To understand the middle class African-American family in the 70’s, all one had to do was visit a Baptist church. This is were we learned patience, proper etiquette, and disclapine. Sunday’s started Saturday afternoon. Little girls got their hair washed, pressed, and got a roller set of pink sponge rollers or paper curls. Your clothes were ironed and hung, shoes polished and depending on what was on the menu, Sunday dinner might get started.
This Sunday was no different. My hair was patten leather black shiny, finished off with a red plaid bow that matched the trim of my dress. White socks pulled up to reach right below my knee and black Mary Jane patten leather shoes shined to perfection.
Walking to service was always an experience. We lived close enough where I could walk with my cousins to service. Walking up to Union the brown brick building stood with a majesty that always gave me goose bumps. I would find some dandelions or any other flowers I could pick on my way to church to lay them down at the Jesus stone. I know you’re wondering, “what is a Jesus stone?” Whenever a new church is build, a little piece of Jesus is buried and a stone with the year the church was erected is placed, making it an official church.
At service I enjoyed the choir and Rev Mason give a lively sermon. I sat at the edge of me seat waiting for that moment. Rev Mason didn’t disappoint, he opened the front pews for those wanting to profess acceptance of the Lord as the son of God and be baptized. On cue, I skipped down the aisle and waited to be seated in an open space in the front pew.
I patiently waited for Mrs. Jones to ask for prayers for her son in the military, and Mr. Ken to finish his long list of aches and pains. When the Deacon got to me, I stood up and slowly announced “I love Jesus, he is a son of God and I’m ready to be baptized!”
I turned around to see all the adults admiring my cuteness and even caught one of my cousins sticking his tongue out at me, which earned him a swift back hand from our aunt. After service, everyone gushed over how cute and brave I was and my grandparents did an amazing job raising me. I was even allowed to get a second doughnut after service.

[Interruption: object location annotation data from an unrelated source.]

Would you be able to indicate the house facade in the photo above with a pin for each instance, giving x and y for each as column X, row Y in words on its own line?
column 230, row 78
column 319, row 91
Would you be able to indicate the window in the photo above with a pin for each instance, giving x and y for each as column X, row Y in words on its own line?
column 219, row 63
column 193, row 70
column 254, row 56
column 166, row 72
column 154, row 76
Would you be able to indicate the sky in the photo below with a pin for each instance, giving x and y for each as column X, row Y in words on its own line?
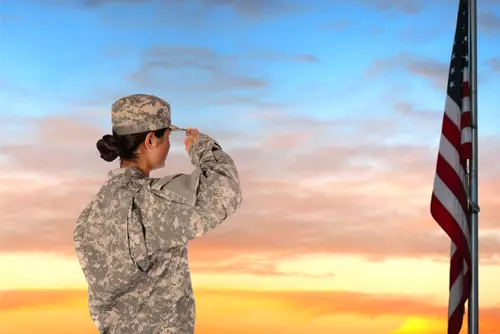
column 332, row 111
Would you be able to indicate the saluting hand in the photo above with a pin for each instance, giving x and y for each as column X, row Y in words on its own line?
column 191, row 135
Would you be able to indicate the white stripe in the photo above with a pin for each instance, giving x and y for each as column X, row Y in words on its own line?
column 455, row 294
column 466, row 74
column 450, row 154
column 465, row 104
column 450, row 202
column 453, row 111
column 466, row 135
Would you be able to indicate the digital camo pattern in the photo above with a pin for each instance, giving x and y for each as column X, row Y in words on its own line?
column 131, row 241
column 139, row 113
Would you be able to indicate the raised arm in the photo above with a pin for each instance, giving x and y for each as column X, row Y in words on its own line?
column 186, row 206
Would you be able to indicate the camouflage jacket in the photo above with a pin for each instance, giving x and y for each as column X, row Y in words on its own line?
column 131, row 241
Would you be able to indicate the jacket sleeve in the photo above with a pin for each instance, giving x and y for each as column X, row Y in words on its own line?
column 185, row 206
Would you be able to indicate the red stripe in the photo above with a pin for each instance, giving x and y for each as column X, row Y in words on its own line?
column 450, row 226
column 451, row 132
column 452, row 181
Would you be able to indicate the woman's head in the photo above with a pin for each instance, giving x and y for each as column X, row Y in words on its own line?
column 146, row 148
column 141, row 129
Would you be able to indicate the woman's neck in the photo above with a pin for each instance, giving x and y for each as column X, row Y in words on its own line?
column 142, row 167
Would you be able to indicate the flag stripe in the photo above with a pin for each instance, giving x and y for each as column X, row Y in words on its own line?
column 449, row 205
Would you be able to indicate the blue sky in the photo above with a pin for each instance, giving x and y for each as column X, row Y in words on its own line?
column 210, row 60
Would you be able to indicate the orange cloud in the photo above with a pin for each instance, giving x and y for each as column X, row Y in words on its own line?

As magical that Sunday had been, I was a tad bit confused when Rev Mason came by the my grandparents’ home the following Wednesday. All of sudden I got nervous and tried not be noticed, so I ran to my bedroom I shared with my cousin.

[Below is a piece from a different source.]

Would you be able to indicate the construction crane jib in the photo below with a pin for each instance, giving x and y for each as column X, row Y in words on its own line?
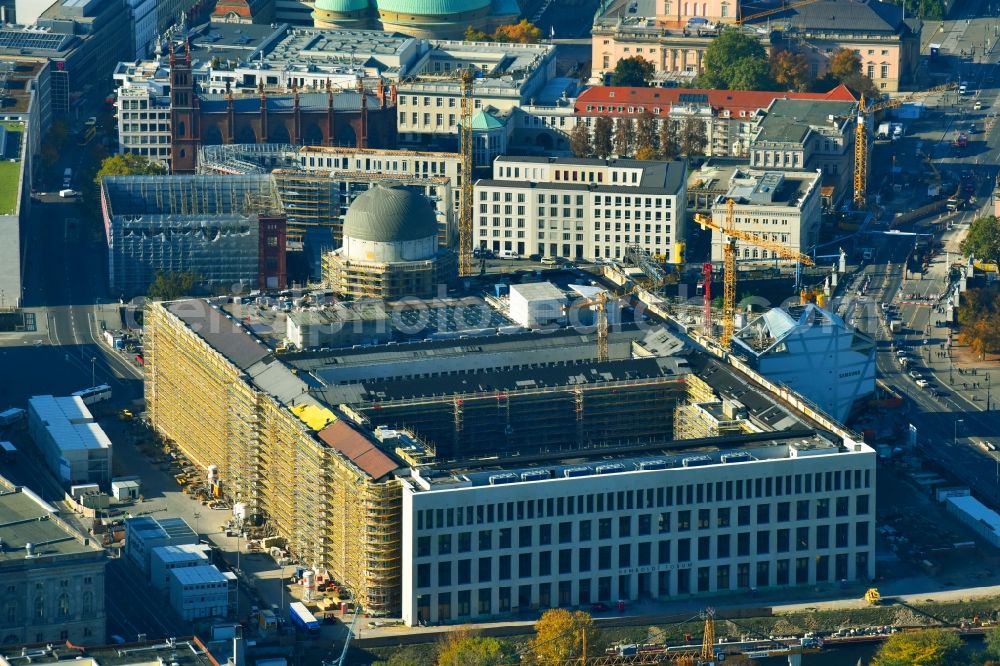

“Charmane! Get downstairs right now!”
Grams wasn’t a yeller, so I knew was in trouble. I slowly descended down the stairs, carefully stepping on each step quietly and deliberately until eventually I was on the first floor.

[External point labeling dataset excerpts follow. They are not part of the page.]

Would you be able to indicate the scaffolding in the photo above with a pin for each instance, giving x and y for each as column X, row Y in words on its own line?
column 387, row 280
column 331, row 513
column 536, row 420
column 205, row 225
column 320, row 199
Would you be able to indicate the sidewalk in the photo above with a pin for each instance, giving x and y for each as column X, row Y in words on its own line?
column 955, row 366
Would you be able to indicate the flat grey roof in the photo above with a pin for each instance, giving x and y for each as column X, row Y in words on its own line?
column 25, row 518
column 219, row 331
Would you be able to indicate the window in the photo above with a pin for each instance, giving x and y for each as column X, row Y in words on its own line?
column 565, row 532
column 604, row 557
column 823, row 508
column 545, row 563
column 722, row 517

The adults wanted to know why I wanted to be baptized and did I understand what it meant. I calmly explained the Jesus stones (clearly trying to show off my higher level of intelligence), and how I didn’t want to go to hell (Grams gave me a look when I said hell) and I thought it was what they wanted. By the end of my explanation, I was in tears and Rev Mason, Grams and her best friend were laughing. I was confused by their laughter and looked at them as if they had lost their minds. I got another knowing look from Grams and I was sent back upstairs to my room.
I don’t know what was discussed, but I wasn’t baptized and had to start attending Sunday school every week.
I no longer attend church on a regular basis. I love the institution, flaws and all, I just lacked the patience for the drama. I couldn’t find the grey, everything appeared to be black and white. And as a parent of three kids, I was worn out by time we arrived every Sunday late. Going to church was stressing me out and I wasn’t leaving full from the word. But I knew who was sleeping with who, which kid was a demon child, and who was broke.
Pancake Sunday’s was birthed after I stopped going to church. Every Sunday I spent mornings with my family, making pancakes and relaxing. Do I regret our children missing out on the experiences I had growing up? Yes and no. Yes, because even ADD, church provided lessons in discipline and patience. The community gained was amazing. But, I don’t miss giving up my entire Sunday, gossip, indoctrination, and judgment.